La curva de la felicidad
Estamos “disfrutando” de las vacaciones de verano. Un vecino -amigo mío desde la adolescencia- y yo nos cruzamos en medio de la calle para saludarnos. En la charla coincidimos en algo que pocos se atreven a decir en voz alta: queremos que ya terminen las vacaciones escolares y volver a la rutina laboral. Sí, esa misma rutina que durante el año decimos que nos agobia.
La razón es sencilla: ambos somos padres de niñas y niños con la energía de un reactor nuclear. Mis hijas, cuando no están aburridas o peleando entre ellas, están absortas en alguna pantalla. Eso me impulsa a sacarlas de casa, y cada salida lo reciente mi billetera más de lo normal, que ya para estas fechas parece más delgada. Muchos padres no lo confiesan, pero criar hijos es agotador, y en vacaciones lo es aún más.
En medio de la conversación, bautizamos este sentimiento como “la paradoja de la paternidad”. Creímos haber inventado el término, pero resulta que ya está estudiado: es la situación en la que, aunque la crianza reduce el bienestar subjetivo a corto plazo -por estrés, cansancio y falta de tiempo propio-, a largo plazo aumenta la satisfacción y el sentido de vida. En otras palabras: hoy estamos cansados, pero en el futuro recordaremos con cariño estas mismas locuras que ahora nos drenan la energía.
La paternidad y la crianza coinciden con la edad más productiva, o al menos más ocupada.

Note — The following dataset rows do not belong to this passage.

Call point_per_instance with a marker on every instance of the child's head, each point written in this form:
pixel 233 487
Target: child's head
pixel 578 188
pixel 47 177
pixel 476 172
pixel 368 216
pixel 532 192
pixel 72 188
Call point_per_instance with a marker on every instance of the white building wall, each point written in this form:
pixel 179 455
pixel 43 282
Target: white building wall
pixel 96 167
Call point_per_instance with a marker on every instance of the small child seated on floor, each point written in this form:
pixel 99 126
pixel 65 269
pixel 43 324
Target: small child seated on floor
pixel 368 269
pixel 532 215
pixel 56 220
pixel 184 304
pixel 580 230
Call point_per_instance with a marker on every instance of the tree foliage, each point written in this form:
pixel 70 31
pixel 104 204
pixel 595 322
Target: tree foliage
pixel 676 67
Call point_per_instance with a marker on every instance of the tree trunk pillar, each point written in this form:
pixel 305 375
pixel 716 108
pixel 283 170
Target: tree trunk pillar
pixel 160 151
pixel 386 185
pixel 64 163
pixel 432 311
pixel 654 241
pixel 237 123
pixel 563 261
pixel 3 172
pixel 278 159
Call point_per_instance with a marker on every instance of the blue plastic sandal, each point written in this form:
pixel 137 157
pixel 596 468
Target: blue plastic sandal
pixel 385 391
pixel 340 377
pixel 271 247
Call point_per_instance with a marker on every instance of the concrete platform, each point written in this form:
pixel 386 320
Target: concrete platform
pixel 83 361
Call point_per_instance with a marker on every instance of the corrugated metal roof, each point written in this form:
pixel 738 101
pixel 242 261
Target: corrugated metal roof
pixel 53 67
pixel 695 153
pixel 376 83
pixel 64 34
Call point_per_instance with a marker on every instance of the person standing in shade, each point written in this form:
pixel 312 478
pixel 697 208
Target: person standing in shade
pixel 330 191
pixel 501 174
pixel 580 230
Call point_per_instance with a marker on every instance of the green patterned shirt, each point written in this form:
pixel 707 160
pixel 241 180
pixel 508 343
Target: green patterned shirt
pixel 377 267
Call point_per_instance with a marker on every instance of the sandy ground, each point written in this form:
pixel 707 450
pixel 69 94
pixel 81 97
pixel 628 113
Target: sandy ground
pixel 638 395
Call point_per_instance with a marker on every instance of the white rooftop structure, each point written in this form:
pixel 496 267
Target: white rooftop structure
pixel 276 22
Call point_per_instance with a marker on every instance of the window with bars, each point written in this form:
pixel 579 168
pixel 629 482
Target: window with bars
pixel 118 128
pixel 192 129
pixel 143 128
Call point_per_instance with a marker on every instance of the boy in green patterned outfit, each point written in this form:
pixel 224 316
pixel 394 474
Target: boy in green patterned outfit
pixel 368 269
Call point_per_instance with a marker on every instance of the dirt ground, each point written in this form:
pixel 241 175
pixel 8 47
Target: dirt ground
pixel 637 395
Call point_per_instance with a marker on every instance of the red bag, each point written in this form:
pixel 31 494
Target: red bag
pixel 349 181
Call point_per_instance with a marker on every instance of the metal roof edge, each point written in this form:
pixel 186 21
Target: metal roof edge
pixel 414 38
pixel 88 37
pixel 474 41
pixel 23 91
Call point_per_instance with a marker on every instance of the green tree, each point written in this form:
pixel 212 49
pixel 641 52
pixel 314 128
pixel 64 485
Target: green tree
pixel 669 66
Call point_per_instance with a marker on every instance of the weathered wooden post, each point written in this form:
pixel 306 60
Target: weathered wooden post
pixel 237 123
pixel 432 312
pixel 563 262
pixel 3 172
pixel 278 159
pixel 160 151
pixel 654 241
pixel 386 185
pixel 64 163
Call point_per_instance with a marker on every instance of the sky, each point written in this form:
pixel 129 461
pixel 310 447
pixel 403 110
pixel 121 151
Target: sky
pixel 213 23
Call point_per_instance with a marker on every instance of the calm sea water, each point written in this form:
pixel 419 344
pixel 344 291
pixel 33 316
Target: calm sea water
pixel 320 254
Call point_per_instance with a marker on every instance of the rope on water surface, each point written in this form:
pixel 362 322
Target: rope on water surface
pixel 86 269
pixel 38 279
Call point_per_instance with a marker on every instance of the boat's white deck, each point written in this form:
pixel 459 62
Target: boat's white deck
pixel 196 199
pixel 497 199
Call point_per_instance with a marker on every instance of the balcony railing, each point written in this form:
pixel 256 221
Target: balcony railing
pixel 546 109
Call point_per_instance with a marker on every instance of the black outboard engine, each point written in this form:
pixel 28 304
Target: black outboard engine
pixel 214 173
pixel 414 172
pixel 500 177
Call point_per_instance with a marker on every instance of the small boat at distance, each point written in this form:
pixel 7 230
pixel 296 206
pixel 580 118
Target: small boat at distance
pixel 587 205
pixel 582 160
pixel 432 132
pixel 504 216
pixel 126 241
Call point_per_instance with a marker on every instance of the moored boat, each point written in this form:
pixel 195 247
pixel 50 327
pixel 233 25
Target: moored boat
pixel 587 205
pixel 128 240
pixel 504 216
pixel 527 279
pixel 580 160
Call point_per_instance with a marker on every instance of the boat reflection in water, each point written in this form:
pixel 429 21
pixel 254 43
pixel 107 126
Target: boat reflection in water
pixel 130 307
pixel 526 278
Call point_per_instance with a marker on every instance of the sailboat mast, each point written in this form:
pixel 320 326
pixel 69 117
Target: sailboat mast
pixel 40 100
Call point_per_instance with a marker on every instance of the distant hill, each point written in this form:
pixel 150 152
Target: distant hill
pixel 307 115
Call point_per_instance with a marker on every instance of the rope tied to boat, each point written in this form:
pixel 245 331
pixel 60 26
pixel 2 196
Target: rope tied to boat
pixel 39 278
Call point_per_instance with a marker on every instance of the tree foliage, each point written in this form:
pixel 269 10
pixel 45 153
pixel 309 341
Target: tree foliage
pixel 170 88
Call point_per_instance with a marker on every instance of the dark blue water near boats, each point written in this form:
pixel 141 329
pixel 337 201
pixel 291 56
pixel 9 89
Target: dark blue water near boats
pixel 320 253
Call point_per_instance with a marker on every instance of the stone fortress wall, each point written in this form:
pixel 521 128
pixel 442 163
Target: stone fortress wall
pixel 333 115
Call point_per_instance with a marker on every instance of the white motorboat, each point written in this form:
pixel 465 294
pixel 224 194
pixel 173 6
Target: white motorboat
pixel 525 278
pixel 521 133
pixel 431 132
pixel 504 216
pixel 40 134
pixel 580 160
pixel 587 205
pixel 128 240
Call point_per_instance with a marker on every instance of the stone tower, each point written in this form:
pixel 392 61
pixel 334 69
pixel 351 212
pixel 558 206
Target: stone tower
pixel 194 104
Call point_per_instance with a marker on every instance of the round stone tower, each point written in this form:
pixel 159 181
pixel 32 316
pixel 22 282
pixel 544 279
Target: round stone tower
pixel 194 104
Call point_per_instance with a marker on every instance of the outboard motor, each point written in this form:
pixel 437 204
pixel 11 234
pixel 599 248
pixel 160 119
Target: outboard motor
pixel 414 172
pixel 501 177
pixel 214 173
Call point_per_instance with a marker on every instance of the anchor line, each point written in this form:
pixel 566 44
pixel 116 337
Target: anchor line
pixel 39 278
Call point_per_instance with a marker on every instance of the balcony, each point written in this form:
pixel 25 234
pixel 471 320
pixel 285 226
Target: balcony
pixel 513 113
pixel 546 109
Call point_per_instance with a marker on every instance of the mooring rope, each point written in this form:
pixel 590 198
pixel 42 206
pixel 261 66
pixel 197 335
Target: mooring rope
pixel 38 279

Entre los 35 y los 50 años, el estrés se convierte en el condimento diario de la vida: trabajo formal, tareas domésticas, pocas horas de sueño y un alto nivel de endeudamiento bancario.
Claro que hubo otra etapa. La de los felices veintes: no teníamos dinero, pero sí teníamos tiempo y energía. Podíamos trasnochar sin sufrir la resaca al día siguiente, se podían improvisar viajes, y las deudas eran inexistentes. Era la edad de la libertad.
Aquí es donde la ciencia nos lanza una gráfica en forma de U: la curva de la felicidad. Psicólogos y economistas han encontrado que somos más felices en la juventud, nos desplomamos en la mediana edad y, después, la felicidad repunta. David Blanchflower y Andrew Oswald (2011) analizaron datos de más de medio millón de personas en 72 países y confirmaron que el punto más bajo llega, en promedio, a los 47 años.
El repunte tiene su explicación: menos presiones laborales, más control del tiempo propio y una aceptación más madura de lo que no se puede cambiar. Los hijos se independizan, las obligaciones disminuyen y si llegan los nietos, suman alegría. Y esta vez sin la obligación de corregirlos o levantarte cada madrugada a cambiar pañales.
Así que, si hoy te sientes en la parte baja de la curva, rodeado de hijos pequeños y con la casa convertida en parque de diversiones improvisado, recuerda: no es falta de amor, es exceso de convivencia sin recesos. Y aunque ahora cuentes los días para que vuelvan a clases, en unos años mirarás hacia atrás con una sonrisa y dirás: “Qué bonito fue, pero qué bueno que ya pasó”.
Es cuanto...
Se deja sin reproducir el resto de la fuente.